Jim Clement, Executive Director, Cost of Care and Supply Chain Strategy, Aetna Pharmacy Management, Aetna
Mike Ryan, Senior Vice President, U.S. Value, Access and Policy, Bristol-Myers Squibb
Moderator: Tom Knox, President, Fathom Healthcare Solutions
Though still in their infancy in the U.S. health care system, value-based risk sharing agreements are growing in popularity. Market forces have been driving stakeholders to explore new types of financing and access, shifting risk towards value, indications, and/or outcomes-based arrangements. These varying types of value-based arrangements have different goals and metrics for success. Some might allow a payer to minimize risk or manage risk differently; others allow manufactures to create product differentiation and to potentially obtain the full value of the product; while others still might allow for population versus patient management and improved data repositories and informatics systems. Success depends on good contract design, availability of data, and administration.

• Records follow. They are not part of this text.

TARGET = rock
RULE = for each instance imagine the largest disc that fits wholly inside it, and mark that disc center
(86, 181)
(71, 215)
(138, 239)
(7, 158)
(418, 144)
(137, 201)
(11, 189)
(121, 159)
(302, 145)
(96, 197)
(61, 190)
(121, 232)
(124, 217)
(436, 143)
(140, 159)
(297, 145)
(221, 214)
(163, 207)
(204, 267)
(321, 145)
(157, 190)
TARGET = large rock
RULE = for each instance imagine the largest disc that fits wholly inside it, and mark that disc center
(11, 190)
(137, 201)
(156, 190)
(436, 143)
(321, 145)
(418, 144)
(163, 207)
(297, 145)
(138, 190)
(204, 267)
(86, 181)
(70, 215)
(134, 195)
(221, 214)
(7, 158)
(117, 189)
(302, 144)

During this session the panel will discuss the pros and cons of value-based contracts from their varying perspectives. Some of the questions they will address include what’s driving the demand for these types of contracts, how are players looking at specialty versus non-specialty therapies as candidates for these arrangements, what are some of the barriers to doing value-based contracts in the current U.S. landscape, what are the manufacturer versus payer expectations of one another in engaging in these agreements, and finally, how do they see these arrangements evolving over time and with greater adoption.